The situation deteriorated with the advent of the first intifada in 1987. As part of the 1993 Oslo Accords between Israel and the Palestine Liberation Organization, the Palestinian Authority was given control over much of Gaza including the cities and refugee camps now seeing fierce battles. Violence escalated again during the second intifada two decades ago.
All told, the memorial center lists 42 civilians — not including soldiers — who were killed in terror attacks across Gush Katif’s history. Samson said another 40 community members died prematurely after the “expulsion” in 2005 from “depression, heart attack and other ailments caused by losing millions of dollars and their homes,” including two suicides. Israeli researchers found that former Gush Katif residents were at an increased risk of diabetes and hypertension.

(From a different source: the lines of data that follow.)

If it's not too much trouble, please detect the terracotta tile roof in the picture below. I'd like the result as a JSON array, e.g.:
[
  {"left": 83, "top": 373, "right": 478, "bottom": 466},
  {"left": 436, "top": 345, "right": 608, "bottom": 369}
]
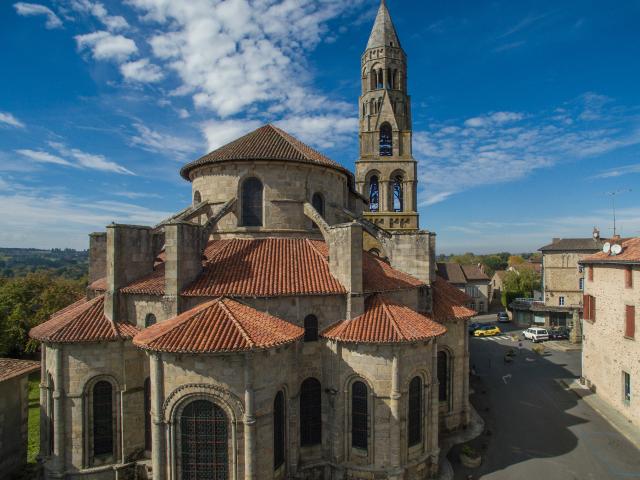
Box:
[
  {"left": 538, "top": 237, "right": 605, "bottom": 252},
  {"left": 0, "top": 358, "right": 40, "bottom": 382},
  {"left": 133, "top": 298, "right": 304, "bottom": 353},
  {"left": 120, "top": 263, "right": 164, "bottom": 295},
  {"left": 180, "top": 125, "right": 352, "bottom": 180},
  {"left": 182, "top": 238, "right": 423, "bottom": 297},
  {"left": 29, "top": 295, "right": 138, "bottom": 343},
  {"left": 322, "top": 294, "right": 447, "bottom": 343},
  {"left": 431, "top": 276, "right": 477, "bottom": 322},
  {"left": 87, "top": 277, "right": 107, "bottom": 292},
  {"left": 581, "top": 237, "right": 640, "bottom": 263}
]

A Haaretz report from 2005 found that 85 members of Israel’s security forces were killed in Gaza since the start of the second intifada in 2000, while 2,600 Palestinians were killed in total in the territory between 1967 and 2005. Many more Palestinians have been killed in the repeated rounds of fighting between Israel and Hamas, which took control of Gaza in 2007 after a brief civil war with a rival Palestinian faction.
Nadin Cohen, a 70-year old immigrant from France who was evacuated from Gush Katif, now has a home in Nitzan B lined with photos of seaside vistas from her old home. Samson and Cohen both say they are too old to consider uprooting themselves again, but they both consider their grandchildren among the “many youths who are interested in settling Gush Katif once again,” Cohen said.
While such a return may seem unrealistic, evacuated settlers still have faith that it can happen. Limor Son Har-Melech, a far-right lawmaker who was evacuated from a northern West Bank settlement as part of the 2005 withdrawal, quoted the Bible while expressing her belief that the residents of Gush Katif will yet return.
“We are a nation of God. This is the land that the creator of the world gave us,” she said in a video she posted to social media last week. “We just need to believe in this. If we just believe in this, God willing, we will win.”